E na terça-feira sou chamado por Laéria e Carlos Augusto para almoçar, juntamente, com Sérgio Braga e Antonio Torres. Antonio Torres, escritor brasileiro, nascido no Junco, interior da Bahia e que se fez globe-trotter aos 20 anos, resenraizando-se e ganhando prêmios e mundo. Jornalista, publicitário, mas escritor acima de qualquer dúvida ou compadrio, se fez cearense-visitante pelas mãos pródigas de Sérgio Braga,desde 1997. E esse Antonio Torres é um bom conversador que faz o tempo não descer na ampulheta e nos deixa a todos mais leves olhando, da varanda, os verdes mares bravios. E foi com José de Alencar, esse iracemista escritor, que Antonio Torres se alfabetizou falando ver-des-ma-res-bra-vi-os e sentiu seus olhos cresceram para o que não via, mas intuía. E o Junco foi sendo saudade, mas ficou a sedução da origem, da terra adusta, do formigamento mental do menino que sabia que ali era e não era o seu lugar. E tomou a estrada aérea da vida e foi parar na paulicéia, não a desvairada, mas a que despertava para uma tardia industrialização brasileira e levava a todos, passo a passo, para a escada ou o fosso da globalização.
E a noite, após os camarões laerianamente preparados, apreciados, louvados e deglutidos no almoço, nos encontramos novamente. Aí o cenário era outro: a mesa bem posta do Lautrec, o pequeno reinado de César e Denise, em meio a luminosas micro lâmpadas que a China nos impõe culturalmente nesta quadra do ano. E a conversa ficou leve e se via, mesas ao lado, a beleza sutil de Patrícia Pillar, a inteligência nata de Ciro Gomes, a espirituosidade de Fausto Nilo e o olhar de lince de Arialdo Pinho. E do outro lado, bem próximo, estavam Fernando Costa e Fábio Campos que deixavam suas mentes pousar na essência do que bebiam e conversavam com José Carlos. Criara-se um halo virtual de bem-estar, do prazeroso convívio, cada mesa no seu universo privativo. Mas, a estrela da noite era Antonio Torres, com o ar sereno-maroto que a maturidade permite aos que ainda têm perguntas não respondidas e os solados dos pés estão esfolados das andanças pelas estradas do pensamento e dos lugares vistos de soslaio ou em profundidade.
E veio o outro dia, a hora do almoço se fazia tardia e o Carlos Augusto nos impunha o Ideal, sua descoberta fim-de-século.

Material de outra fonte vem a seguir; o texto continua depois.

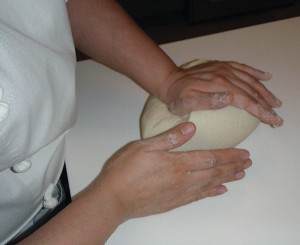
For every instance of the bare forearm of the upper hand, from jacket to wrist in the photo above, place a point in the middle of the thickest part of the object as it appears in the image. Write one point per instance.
(102, 30)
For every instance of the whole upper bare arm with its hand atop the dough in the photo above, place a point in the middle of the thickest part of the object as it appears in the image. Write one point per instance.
(104, 31)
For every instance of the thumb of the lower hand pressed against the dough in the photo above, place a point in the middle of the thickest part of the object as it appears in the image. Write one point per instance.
(173, 137)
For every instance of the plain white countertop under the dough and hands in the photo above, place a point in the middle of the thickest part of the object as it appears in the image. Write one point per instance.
(263, 208)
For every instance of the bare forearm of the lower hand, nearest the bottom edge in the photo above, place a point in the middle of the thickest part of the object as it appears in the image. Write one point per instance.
(90, 219)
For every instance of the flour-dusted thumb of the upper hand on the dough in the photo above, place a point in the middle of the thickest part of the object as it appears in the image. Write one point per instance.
(201, 101)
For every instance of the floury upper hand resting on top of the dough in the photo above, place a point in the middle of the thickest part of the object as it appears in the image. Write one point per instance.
(215, 84)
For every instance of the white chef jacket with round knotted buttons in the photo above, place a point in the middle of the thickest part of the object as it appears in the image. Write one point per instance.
(37, 105)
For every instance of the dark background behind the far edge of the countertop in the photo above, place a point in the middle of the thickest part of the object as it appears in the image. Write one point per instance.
(172, 20)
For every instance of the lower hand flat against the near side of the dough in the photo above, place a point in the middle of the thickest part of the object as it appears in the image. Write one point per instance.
(146, 178)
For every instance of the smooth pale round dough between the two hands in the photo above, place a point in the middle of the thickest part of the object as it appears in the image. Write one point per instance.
(215, 129)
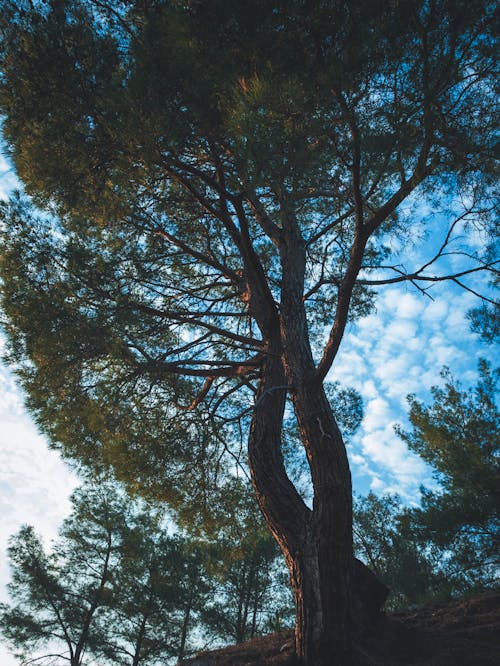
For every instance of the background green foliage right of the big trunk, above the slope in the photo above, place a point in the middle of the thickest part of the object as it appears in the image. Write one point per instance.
(449, 546)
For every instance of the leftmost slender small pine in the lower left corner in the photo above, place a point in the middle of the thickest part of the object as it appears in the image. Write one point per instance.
(58, 595)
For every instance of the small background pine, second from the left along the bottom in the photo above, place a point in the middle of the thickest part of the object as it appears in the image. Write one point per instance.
(158, 591)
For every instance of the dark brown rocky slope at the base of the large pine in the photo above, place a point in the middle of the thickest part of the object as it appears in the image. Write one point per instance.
(466, 633)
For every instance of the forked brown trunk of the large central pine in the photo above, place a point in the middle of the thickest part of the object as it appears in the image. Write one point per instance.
(328, 585)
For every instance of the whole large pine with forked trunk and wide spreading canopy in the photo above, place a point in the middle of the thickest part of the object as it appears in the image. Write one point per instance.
(225, 186)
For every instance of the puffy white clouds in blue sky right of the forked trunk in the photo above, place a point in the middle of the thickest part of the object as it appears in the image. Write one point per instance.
(396, 351)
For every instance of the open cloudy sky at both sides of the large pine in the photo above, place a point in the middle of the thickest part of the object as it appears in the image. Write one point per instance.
(397, 350)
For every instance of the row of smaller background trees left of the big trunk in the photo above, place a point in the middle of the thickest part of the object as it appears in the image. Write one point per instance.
(118, 587)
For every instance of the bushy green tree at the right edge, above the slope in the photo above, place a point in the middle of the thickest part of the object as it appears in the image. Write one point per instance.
(458, 435)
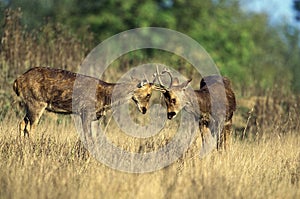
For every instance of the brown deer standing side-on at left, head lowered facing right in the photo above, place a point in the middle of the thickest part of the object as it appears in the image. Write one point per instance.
(50, 89)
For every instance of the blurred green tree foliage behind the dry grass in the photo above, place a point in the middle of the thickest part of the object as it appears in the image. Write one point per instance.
(243, 45)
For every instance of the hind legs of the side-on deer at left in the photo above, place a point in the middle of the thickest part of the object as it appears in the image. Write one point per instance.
(33, 115)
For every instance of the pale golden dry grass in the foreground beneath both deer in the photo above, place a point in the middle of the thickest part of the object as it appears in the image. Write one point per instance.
(54, 164)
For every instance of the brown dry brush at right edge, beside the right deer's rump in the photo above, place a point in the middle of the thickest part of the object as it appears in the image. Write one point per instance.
(274, 113)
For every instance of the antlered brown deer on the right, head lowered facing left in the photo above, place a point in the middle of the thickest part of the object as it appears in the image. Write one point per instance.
(178, 97)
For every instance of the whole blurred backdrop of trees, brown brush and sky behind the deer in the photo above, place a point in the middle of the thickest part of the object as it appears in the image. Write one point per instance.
(254, 43)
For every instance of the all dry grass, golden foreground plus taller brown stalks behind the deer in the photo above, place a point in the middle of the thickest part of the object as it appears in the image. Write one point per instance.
(55, 164)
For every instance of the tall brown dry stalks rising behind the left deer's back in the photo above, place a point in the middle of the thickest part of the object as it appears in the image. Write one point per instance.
(20, 49)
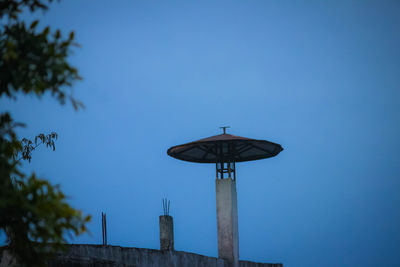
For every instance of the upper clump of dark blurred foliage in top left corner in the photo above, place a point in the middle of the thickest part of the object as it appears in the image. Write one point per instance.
(32, 61)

E na cumplicidade com Sérgio Braga, desviamos a rota e aportamos em um pós-moderno self-service, essa comodidade que se impôs e está ficando. E o Carlos Augusto, fervoroso seguidor de Baco, bradava contra o calor pelo vinho tinto não bebido por ele, voraz quase-enólogo que, vencido, em meio às folhagens de seu prato, tomava uma prosaica Coca-Cola. E éramos homens-meninos na intimação costumeira e o Antonio Torres, naquele instante, em meio a doces saborosos, se consolidava no peito de cada um de nós, descrentes e crentes figuras, andarilhos não da região da Mancha de Cervantes, mas destas pequenas paragens e alegrias que nos transformam a todos em cavaleiros errantes nesta nau (des)governada que é a vida.
João Soares Neto,
cronista
CRÔNICA PUBLICADA NO DIÁRIO DO NORDESTE EM 03/12/2006.